Sin embargo ahora la Audiencia revoca la sentencia al entender que, si bien el delegado sindical incurrió en un exceso verbal al utilizar algunas de las expresiones, no lo hizo a título personal ni con ánimo de ofender y desprestigiar, sino en el ejercicio de la libertad de expresión y en defensa de la libertad sindical. Además, recuerda la Audiencia que aunque las irregularidades e ilegalidades denunciadas fueron sancionadas solamente en la vía administrativa y no en la penal, «eran ciertas, son bastante graves y afectan a la empresa Cofradía de Pescadores de la que es delegado de personal, y a diversas administraciones públicas».

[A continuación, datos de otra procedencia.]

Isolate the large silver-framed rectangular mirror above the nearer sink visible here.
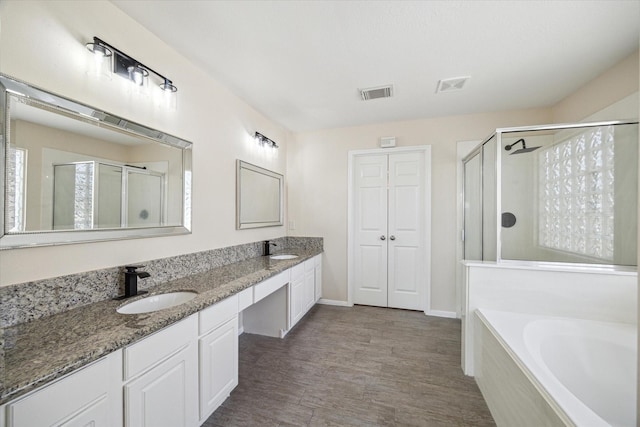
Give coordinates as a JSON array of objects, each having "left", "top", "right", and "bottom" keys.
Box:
[{"left": 0, "top": 75, "right": 192, "bottom": 249}]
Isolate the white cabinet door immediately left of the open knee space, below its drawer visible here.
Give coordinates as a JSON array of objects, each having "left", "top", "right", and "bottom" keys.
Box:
[{"left": 198, "top": 316, "right": 238, "bottom": 422}]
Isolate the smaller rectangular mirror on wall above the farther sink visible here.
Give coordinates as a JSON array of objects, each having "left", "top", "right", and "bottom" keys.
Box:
[{"left": 236, "top": 160, "right": 284, "bottom": 230}]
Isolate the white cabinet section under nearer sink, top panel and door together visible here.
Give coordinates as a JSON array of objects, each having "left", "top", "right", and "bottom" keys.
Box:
[{"left": 123, "top": 314, "right": 199, "bottom": 427}]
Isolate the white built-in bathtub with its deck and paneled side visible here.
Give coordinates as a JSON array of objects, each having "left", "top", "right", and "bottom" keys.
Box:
[{"left": 474, "top": 309, "right": 637, "bottom": 427}]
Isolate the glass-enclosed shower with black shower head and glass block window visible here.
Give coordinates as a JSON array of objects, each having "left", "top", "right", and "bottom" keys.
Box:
[{"left": 463, "top": 121, "right": 638, "bottom": 266}]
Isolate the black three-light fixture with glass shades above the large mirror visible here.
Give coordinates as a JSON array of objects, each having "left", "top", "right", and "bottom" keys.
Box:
[{"left": 86, "top": 37, "right": 178, "bottom": 98}]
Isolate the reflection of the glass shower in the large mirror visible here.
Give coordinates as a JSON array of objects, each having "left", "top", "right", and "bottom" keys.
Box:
[{"left": 53, "top": 161, "right": 166, "bottom": 230}]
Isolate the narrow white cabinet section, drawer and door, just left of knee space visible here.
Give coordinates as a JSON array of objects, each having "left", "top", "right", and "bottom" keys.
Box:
[{"left": 198, "top": 295, "right": 239, "bottom": 423}]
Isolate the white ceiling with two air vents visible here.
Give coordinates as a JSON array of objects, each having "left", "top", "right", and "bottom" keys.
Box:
[{"left": 113, "top": 0, "right": 640, "bottom": 131}]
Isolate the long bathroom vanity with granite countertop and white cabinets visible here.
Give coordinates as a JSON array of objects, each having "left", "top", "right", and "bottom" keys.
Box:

El ahora absuelto Ramón A. M. envió en 2002 una carta al delegado del Gobierno de Asturias en su calidad de delegado de personal de la Cofradía de Pescadores de Santander, en la que denuncia al patrón mayor de la cofradía, al ex patrón, a su secretario y al abogado de este organismo. En su escrito denuncia una serie de irregularidades, debidamente documentadas, y utiliza expresiones como «estafa», «cobro fraudulento de indemnizaciones, utilizando como medio un despido falso, siendo sujeto perjudicado la Cofradía de Pescadores», etc.
La Audiencia de Cantabria recuerda que en la vía administrativa se han reconocido las irregularidades que se denunciaron en la carta, tales como la vulneración por parte del patrón mayor del régimen de incompatibilidades, la condena a la Cofradía y al ex patrón por la percepción indebida de prestaciones de desempleo por parte de éste, actas de infracción tributaria y resolución de la Dirección General de Pesca por presuntas irregularidades en el proceso electoral del patrón mayor.